The information in this document was created from the devices in a specific lab environment. All of the devices used in this document started with a cleared (default) configuration. If your network is live, ensure that you understand the potential impact of any command.
Problem
After a Network Processing Unit (NPU) memory error is detected it can cause an NPUMGR Segmentation fault with this signature.
Fatal Signal 11: Segmentation fault
PC: [0d8e2647/X] EZprmSER_CheckError()
Faulty address: 0x272e95d4
Signal from: kernel
Signal detail: address not mapped to object
Process: card=7 cpu=1 arch=X pid=16579 argv0=npumgr
Crash time: 2017-Oct-03+01:02:32 UTC
Recent errno: 115 Operation now in progress
Build_number: 67999
Stack (22120@0x0xffc3a000):
[0d8e2647/X] EZprmSER_CheckError() sp=0xffc3aaf0
[0d78c348/X] EZapiPrm_SERCheckError() sp=0xffc3ab14
[004f4ba5/X] aresEZevents_MemSErr_Handler() sp=0xffc3ad94
[004f688b/X] aresEZevents_Handler() sp=0xffc3f104
[0d77206c/X] EZdev_ISRTask() sp=0xffc3f138
[0c25eb02/X] sn_loop_run() sp=0xffc3f5e8
[0bf451c5/X] main() sp=0xffc3f658
This restart can be seen on both Data Processing Card (DPC) and Management Input/Output (MIO) cards.
The events that lead to the restart can be summarized as follows:
- Memory error (single bit ECC error) was detected on the NPU.
- NPU interrupts the npumgr driver that a memory error has been detected.
- Npumgr attempts to scan the memory for the error and restart from npudriver code.

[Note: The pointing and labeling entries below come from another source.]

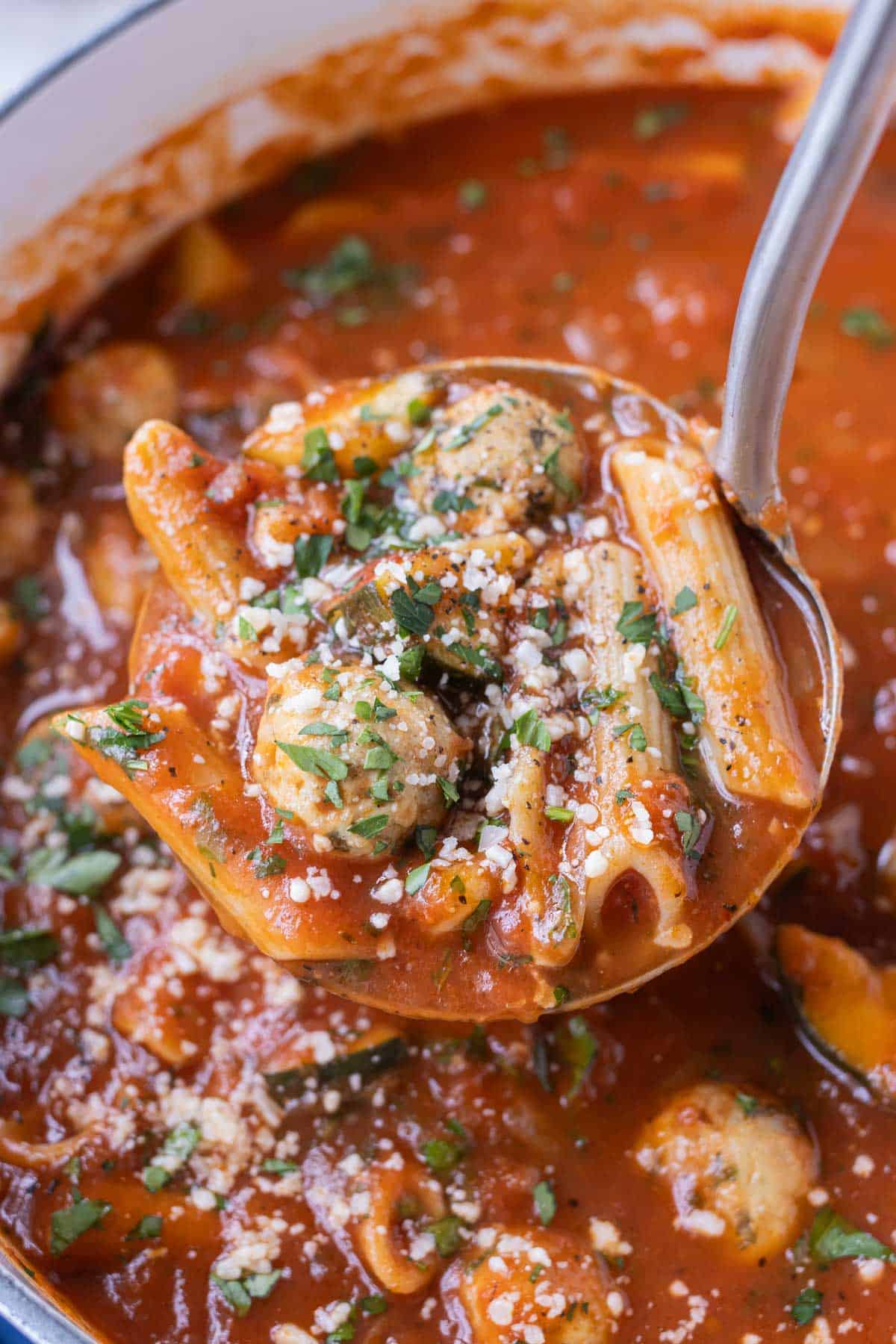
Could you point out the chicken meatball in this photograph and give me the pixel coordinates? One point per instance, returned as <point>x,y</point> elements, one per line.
<point>104,396</point>
<point>355,759</point>
<point>739,1167</point>
<point>500,458</point>
<point>532,1281</point>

NPU will be restarted any time a parity (or memory) error is observed on the NPU for a card - this is similar to the node reaction for when npumgr task restarts as well. Since the trigger for the restart is known to be NPU interrupt for an observed memory error, this restart is considered a transient hardware error.
Note that a cosmic ray or electrostatic discharge can cause a bit to flip in memory - that is what ECC is there to correct.
If you experience one ECC error in one of the cards, it is actually an expected event.
If a card has more than one ECC error within a month, then the card is suspected to have a hardware issue.
Solution
Cisco recommends that monitor the card, and replace if a similar issue is seen on the card within a month.
The event is being triggered during fast npu restart for memory error recovery on NPU while performing a data collection to debug this segmentation fault.
Cisco bug ID CSCvu44031 is fixing the segmentation fault.